It’s not coincidence that a number of paywalls have been pushing this model at developed-world Dr. Scientists pretty hard of late. “Bypass your tedious old library—get direct access!” Running roughshod over reader privacy represents a brand-new revenue stream for paywalls—and paywalls, unlike academic libraries, have made no public commitments not to.

The reason it isn’t typically a revenue stream already (pace the presence of web trackers on publisher websites) is that the vastly more common access model has the library in the middle. The library pays the paywall, the library makes sure that its patrons can get through the paywall to the stuff they want.

Dr. Scientist tells the library "Make the paywall let me through! You know me; I'm Dr. Scientist."

In this scenario, the communication between Dr. Scientist, library, and paywall can take place in a surprising number of ways. Here are a few.

IP address-range recognition

If Dr. Scientist is on campus, her computer will have an IP address assigned by campus IT. The library can send a list of campus’s IP ranges (that is, clusters of IP addresses) to the paywall. When the paywall sees Dr. Scientist’s request, it notices that the IP address belongs to campus and allows Dr. Scientist through without further authentication.

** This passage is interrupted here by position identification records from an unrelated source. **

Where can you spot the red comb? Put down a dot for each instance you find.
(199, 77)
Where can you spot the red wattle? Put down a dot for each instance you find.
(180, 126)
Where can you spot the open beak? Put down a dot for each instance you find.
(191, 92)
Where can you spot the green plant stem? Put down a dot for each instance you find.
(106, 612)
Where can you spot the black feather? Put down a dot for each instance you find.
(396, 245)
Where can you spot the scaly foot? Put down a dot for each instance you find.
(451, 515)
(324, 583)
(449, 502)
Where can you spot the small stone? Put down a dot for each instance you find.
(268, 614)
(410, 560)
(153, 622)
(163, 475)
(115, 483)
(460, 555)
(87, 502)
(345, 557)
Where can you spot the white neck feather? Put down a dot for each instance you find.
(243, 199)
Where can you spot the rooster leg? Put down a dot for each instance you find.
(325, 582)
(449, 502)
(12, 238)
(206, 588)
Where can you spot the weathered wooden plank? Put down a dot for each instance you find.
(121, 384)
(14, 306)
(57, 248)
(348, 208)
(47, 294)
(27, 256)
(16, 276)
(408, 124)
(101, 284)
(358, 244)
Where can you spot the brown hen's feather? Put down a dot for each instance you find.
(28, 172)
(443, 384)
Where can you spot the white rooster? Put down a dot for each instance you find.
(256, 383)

The paywall doesn’t know who Dr. Scientist is at this point without doing extra work! It just knows that she comes from a campus that has paid the paywall.

Dr. Scientist’s privacy from the paywall under this model: fairly good, though not inviolate. The paywall can track and record what Dr. Scientist does on it (her “session”), and if the session is extensive enough or Dr. Scientist’s interests unusual enough, it might be able to figure out who she is that way. If Dr. Scientist’s office computer has a static (unchanging) IP address—as my work laptop does when it’s connected to my office’s Ethernet cable—her sessions there can be compiled into a fuller dossier on her. If the paywall is connected up with third-party trackers and data brokers, the chances of reidentifying nominally-“anonymous” Dr. Scientist skyrocket.

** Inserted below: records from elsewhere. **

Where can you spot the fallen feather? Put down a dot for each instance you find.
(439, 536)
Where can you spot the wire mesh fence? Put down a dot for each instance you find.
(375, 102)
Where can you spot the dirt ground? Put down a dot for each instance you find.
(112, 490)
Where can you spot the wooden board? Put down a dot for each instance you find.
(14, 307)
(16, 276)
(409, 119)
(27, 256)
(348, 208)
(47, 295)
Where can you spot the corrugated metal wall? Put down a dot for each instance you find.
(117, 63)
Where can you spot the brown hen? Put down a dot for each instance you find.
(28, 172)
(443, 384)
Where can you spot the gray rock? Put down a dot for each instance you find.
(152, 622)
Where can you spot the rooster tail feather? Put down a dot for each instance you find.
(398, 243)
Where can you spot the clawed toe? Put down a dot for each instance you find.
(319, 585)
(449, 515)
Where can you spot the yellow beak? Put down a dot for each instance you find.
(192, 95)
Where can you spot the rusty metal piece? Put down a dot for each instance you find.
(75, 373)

But Dr. Scientist likes to do her current-awareness reading in the local coffeeshop, whose wireless is not part of any campus IP range. So IP address-range recognition won’t always work to get her past paywalls.

Proxy servers

To fix this problem, academic libraries typically run what’s called a “proxy server,” a bit of software that asks Dr. Scientist to authenticate herself as belonging to campus, and then trots over to the paywall to get Dr. Scientist what she wants to read. Since the proxy server’s IP address is campus-based, the paywall lets it through (although there are other ways this can work, ways I find too obtuse to explain).

Dr. Scientist’s privacy here is tolerable—again, the paywall does not know who she is, and her requests will be mingled with all the proxy server’s other requests on behalf of the rest of campus, which is even better for her privacy—but there is a notable weak spot in it: server logs. Proxy servers keep logs! These logs absolutely do connect Dr. Scientist with exactly what she read.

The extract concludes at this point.